第3章ー11
奉天会戦が始まった際の第2軍、第4軍、第1軍各司令部内の会話です。
2月22日に鴨緑江軍の攻撃が始まったのを皮切りに、第2軍、第4軍も正面の露軍陣地に対する事前砲撃を始めた。
旅順要塞攻撃に活躍した28サンチ榴弾砲等がこの砲撃を行う。
「ゆったりとした砲撃ですな」
第2軍参謀長の大迫尚道少将は第2軍司令官の奥保鞏大将に語りかけた。
「10日はかける予定だからな」
奥大将はのんびりとした口調で答えた。
「事実上11月中で旅順要塞が陥落したからな。その後も、外国から弾薬を輸入したり、国内で弾薬の増産に努めたり、いろいろ工夫したおかげで、思い切り砲弾を浴びせることが出来る。これなら砲撃後の突撃も可能だ」
その後、奥大将は呟いた。
「10年、いや5年、いやいや3年でいい。時代がずれていたら、幕府歩兵隊の末裔たる海兵隊が陸軍になっていたという話があるな。もし、そうなっていたら、四境戦争の初陣の時にわしは負け戦を経験することも無かったろうに、そして、わしはどうなっていたかな。その時は、林忠崇提督が大山巌大将の役目を果たしていて、わしの上官になっていたかもな」
それは、それで楽しい想像だな、奥大将は内心で更にそう呟いた。
「早く突撃を開始したいものだ」
第4軍司令官の野津道貫大将はぼやいた。
「まあまあ、昼前なのに今朝から3回目ですな」
娘婿でもある第4軍参謀長の上原勇作少将は義父をなだめた。
「まだ、初日ですよ。後、9日は待たないと突撃は始められません」
「そんなに待てるか。おい、大山の所に早く突撃を開始したいと意見具申してこい」
野津の方が満州軍総司令官の大山巌元帥より1歳年上である。
同じ薩摩出身ということも加わり、階級等が上でも大山元帥に対して遠慮が野津大将には全く無かった。

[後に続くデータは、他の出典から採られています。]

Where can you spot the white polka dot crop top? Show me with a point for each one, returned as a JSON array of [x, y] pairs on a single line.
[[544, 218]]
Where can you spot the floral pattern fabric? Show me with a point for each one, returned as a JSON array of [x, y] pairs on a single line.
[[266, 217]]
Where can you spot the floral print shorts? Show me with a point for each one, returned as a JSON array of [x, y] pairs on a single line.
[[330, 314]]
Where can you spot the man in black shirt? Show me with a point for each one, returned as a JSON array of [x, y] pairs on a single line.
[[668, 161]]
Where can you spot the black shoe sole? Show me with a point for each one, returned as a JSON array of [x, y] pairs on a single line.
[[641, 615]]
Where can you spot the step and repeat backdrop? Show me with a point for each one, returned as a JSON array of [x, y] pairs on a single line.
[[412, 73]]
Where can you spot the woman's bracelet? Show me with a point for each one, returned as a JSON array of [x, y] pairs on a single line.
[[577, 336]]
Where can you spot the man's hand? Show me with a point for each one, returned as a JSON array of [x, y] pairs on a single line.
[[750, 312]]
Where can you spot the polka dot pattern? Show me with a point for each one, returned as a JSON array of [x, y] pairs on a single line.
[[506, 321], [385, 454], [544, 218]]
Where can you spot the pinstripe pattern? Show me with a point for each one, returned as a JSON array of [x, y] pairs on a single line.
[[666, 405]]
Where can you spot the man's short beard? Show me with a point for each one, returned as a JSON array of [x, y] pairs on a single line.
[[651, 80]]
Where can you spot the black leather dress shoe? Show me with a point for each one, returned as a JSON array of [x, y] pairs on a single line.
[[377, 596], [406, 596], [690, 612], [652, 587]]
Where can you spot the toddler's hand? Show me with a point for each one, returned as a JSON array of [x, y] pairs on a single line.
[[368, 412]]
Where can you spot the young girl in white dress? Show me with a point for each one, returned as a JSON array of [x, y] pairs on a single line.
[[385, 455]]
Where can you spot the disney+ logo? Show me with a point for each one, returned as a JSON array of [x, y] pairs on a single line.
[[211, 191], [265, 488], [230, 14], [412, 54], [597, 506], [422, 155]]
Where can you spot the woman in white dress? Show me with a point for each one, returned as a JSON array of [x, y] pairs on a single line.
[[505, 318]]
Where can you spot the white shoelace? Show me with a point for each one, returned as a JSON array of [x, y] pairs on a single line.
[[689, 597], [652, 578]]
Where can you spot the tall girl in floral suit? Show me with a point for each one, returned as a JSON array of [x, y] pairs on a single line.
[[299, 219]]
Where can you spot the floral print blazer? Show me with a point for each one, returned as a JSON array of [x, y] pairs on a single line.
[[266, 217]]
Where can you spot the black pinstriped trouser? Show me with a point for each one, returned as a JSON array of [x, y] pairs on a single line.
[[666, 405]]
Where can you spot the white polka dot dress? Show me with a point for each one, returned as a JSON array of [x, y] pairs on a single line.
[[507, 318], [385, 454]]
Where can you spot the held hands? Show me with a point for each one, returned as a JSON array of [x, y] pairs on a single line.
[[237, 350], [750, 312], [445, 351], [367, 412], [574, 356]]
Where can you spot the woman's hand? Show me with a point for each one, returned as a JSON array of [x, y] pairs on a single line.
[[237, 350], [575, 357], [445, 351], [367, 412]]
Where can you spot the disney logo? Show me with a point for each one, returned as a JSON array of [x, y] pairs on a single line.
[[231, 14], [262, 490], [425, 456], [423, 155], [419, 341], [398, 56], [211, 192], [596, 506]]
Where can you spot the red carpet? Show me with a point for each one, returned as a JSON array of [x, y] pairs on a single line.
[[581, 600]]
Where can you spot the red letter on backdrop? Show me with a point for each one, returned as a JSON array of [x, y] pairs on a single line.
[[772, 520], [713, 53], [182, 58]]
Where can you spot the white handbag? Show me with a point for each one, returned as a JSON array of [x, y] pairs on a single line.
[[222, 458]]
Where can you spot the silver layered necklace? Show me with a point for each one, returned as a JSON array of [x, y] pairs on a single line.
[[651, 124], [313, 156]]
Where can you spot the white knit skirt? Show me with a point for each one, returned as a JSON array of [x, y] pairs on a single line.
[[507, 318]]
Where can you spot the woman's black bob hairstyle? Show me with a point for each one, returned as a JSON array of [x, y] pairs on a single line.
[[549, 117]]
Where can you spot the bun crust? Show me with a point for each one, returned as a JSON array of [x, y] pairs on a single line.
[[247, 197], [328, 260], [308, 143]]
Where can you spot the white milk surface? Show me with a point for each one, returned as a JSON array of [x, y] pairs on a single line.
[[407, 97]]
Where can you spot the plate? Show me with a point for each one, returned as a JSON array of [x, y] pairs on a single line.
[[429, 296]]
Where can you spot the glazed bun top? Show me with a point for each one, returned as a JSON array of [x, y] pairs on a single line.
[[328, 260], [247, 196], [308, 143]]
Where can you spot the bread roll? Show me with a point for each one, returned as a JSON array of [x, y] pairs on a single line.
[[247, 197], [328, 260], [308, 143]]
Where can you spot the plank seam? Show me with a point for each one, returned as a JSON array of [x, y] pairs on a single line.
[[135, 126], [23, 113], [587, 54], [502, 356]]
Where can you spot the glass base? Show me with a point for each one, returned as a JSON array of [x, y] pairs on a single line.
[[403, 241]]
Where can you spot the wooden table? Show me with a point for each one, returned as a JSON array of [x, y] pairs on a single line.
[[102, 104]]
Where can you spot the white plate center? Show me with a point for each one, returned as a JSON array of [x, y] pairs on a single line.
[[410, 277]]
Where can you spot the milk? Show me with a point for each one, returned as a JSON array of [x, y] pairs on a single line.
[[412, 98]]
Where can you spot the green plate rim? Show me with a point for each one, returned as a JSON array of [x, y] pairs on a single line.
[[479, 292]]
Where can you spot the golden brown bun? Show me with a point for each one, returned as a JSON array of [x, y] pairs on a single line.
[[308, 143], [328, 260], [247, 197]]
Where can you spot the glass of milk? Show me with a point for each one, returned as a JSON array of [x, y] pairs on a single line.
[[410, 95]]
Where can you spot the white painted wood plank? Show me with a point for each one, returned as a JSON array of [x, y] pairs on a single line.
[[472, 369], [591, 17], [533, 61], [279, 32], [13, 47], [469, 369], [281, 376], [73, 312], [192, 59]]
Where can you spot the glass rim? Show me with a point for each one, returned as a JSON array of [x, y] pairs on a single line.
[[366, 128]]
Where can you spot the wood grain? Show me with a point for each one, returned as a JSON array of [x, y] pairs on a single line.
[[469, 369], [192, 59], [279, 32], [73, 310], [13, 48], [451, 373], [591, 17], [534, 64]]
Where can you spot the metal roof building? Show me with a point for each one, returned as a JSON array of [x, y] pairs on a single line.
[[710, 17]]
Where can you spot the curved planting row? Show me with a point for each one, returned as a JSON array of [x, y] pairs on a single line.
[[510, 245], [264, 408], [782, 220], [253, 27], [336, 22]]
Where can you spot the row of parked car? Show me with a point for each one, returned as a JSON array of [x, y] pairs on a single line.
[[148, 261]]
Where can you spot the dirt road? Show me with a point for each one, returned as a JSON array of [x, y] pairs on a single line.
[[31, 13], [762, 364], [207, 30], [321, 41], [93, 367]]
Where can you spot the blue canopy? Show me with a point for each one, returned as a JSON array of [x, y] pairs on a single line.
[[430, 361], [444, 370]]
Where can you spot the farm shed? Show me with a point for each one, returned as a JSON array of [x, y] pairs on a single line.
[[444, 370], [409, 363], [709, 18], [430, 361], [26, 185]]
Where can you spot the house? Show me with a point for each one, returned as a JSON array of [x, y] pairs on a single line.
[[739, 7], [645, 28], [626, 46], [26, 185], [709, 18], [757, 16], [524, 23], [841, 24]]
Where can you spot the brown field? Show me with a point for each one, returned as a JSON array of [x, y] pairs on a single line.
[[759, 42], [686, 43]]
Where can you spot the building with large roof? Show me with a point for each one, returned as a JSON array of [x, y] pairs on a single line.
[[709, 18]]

「第4軍の任務は露軍の目を我々に引きつけ、第3軍の迂回を支援することです。それは分かっておられるでしょうに」
「分かっておる」
上原少将の言葉に野津大将は渋々肯いた。
「しかしな、露軍にわしは早く突撃したいのだ」
まるで駄々っ子だ、上原少将は思った。
第3軍の役目を第4軍が請け負わなくて正解だった。
義父のことだから、目の前の露軍に突撃してしまい、迂回作戦を失敗させていた公算大だ。
「黒木はもう少ししたら出るのか」
「そう聞いております」
黒木為楨大将は第1軍の司令官で、露軍の左翼を迂回することになっている。
野津大将は同じ薩摩出身と言うこともあり、黒木大将をライバル視している。
「わし率いる第4軍が第1軍の役目を果たせばよかったな」
野津大将は更にぼやいた。
それは絶対に駄目だ、上原少将は顔に出ないように細心の注意を払いながら、内心でそう思った。
林提督が上官なら苦労はしなくて済むのにな、上原少将は更にそうも思った。
「さて、そろそろ出るか」
近所にちょっと出かけるか、のような口ぶりで第1軍司令官の黒木大将は司令部の幕僚たちに命令を発した。
第1軍参謀長の藤井茂太少将が、その口調に合わせたように発言した。
「では、第1軍は露軍を迂回して、鉄嶺を目指しますか」
「第3軍に遅れを取るわけにはいかんからな。第3軍先鋒の海兵師団より先に鉄嶺へ第1軍は突入せんといかん」
黒木大将の口調は楽しげだった。
「遊びの場所に先にどちらが着くか競走されているようですな」
藤井少将は更に言った。
「海兵隊の林提督はよき好敵手だからな。実際に競走させてもらえたら楽しくもなるさ」
黒木大将の口調はあくまでも楽しげだった。
「我々は山道を行くのでつらい競走になりますよ」
「それくらいの不利は許容範囲だ」
藤井少将と黒木大将の会話は大会戦を前にしたものとしては楽しげなままだった。
第1軍は鉄嶺を目指して出発した。